Saturday, January 28, 2012

Learning From My Mistakes

The end of the Rabbit year was extra volatile. I was told the Rabbit would struggle with the Dragon through Feb. 6, 2012, so who knows what is left in store. The main life changer was an event in my life, I hope never to have to repeat again. Let's roll back the clocks to mid Dec 2011. Just finishing exams and prepping for my first year comprehensives. I tend to act out a bit after finishing major exams. A bit of a rebellious streak from my teen years bubbles to the surface. Once I left a note on a motorcycle, for a man who I imagined owned my two favorite bikes that park in front of our school. I guess its the thrill of an immediate risk. Anyway, they never really amount to much. Like an instant burst of fireworks, then well back to reality. So, back to Dec 11. I met a young boy in the dog park. I normally don't care for chatting much, but he was persistent and seemingly interesting. I thought maybe even deep. Later I was to find out he is just perma-stoned and I took long delays or slowness as thoughtful-ness. ANYWAY, it was cute how it started, but the end was so hideous, its hard to remember anything redeeming about the experience. NOTE TO SELF. 27yr old boys are too young and inexperienced for what I need in a partner. And well, even though I respect tattooing as an art, this kid was not an artist. He turned out to be ultra conservative and down right ignorant with serious anger management issues. So, how many red flags had I ignored while living out this short-lived fantasy?

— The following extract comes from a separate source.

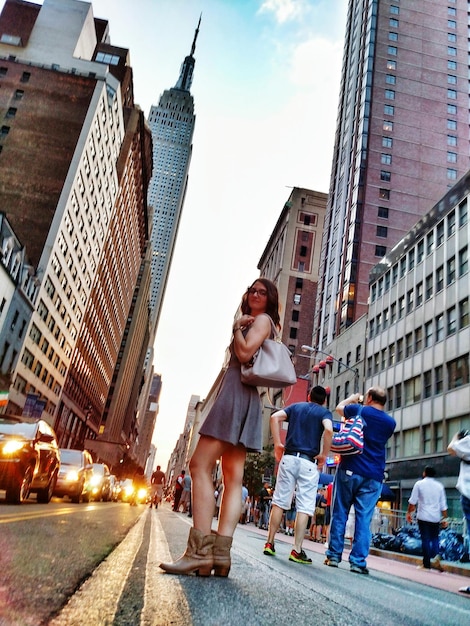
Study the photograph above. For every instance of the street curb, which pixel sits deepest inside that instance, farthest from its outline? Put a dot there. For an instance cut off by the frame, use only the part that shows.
(462, 569)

I've recently started therapy to try and understand my patterns. See if I am standing in my own way. It seems like there are many things this utterly horrible experience has brought to the fore...I have some deep childhood issues that may be influencing my decision making when it comes to men and highly emotional situations. I don't think it is healthy to respond to anger the way I do, but I'm realizing these are patterns that were set in childhood that were survival mechanisms. My therapist wants me to acknowledge the pain inside, the physical manifestations when I think about it, and breath into it. Begin to let it heal. This part of me who is afraid of anger, might be the first responder in these emotional confrontations. I tend to shut down. Not speak up for myself and take the abuse until it clams down. My chest gets tight just writing this. Apparently, I've been conditioned to ignore red flags, until its way beyond what is acceptable. My goal now is to learn to differentiate between my different tendencies, listen and heed my intuition, and heal my inner child. All so I can be the strong adult me that faces most of my daily challenges, even when things become heated and emotional.
My therapist asked me if I could fall asleep tonight and wake up with everything I wanted, what would that look like.
I took a moment and then said, I'd want to be happy in a supportive, fulfilling relationship, pursuing my goals. Maybe a family, but that would depend on who that unknown man is.
That's all. Health and happiness within a good relationship. And I am actively working on me in the meanwhile. Understanding myself better, so I can be the best healer, partner, and friend/family that I can be.
May the Black Water Dragon bring in new and promising beginnings!
I'm learning from my mistakes, taking action to do what I can to correct my end of things. I am humbled. I am also proving the depth and character of my strength to myself. The thing I would like to wake up to tomorrow is a stronger and less fearful me. What I fear is real, but the only way to protect myself is by being strong! Can't let this kid bully me anymore. So, on that note, I'm gonna dream about a protector, maybe in the form of energy or a physically manifested Jason Statham. Then tomorrow, embody that energy.
Thanks for reading along. Surely, the next romance will be better than this past one. Lived and learned. Next!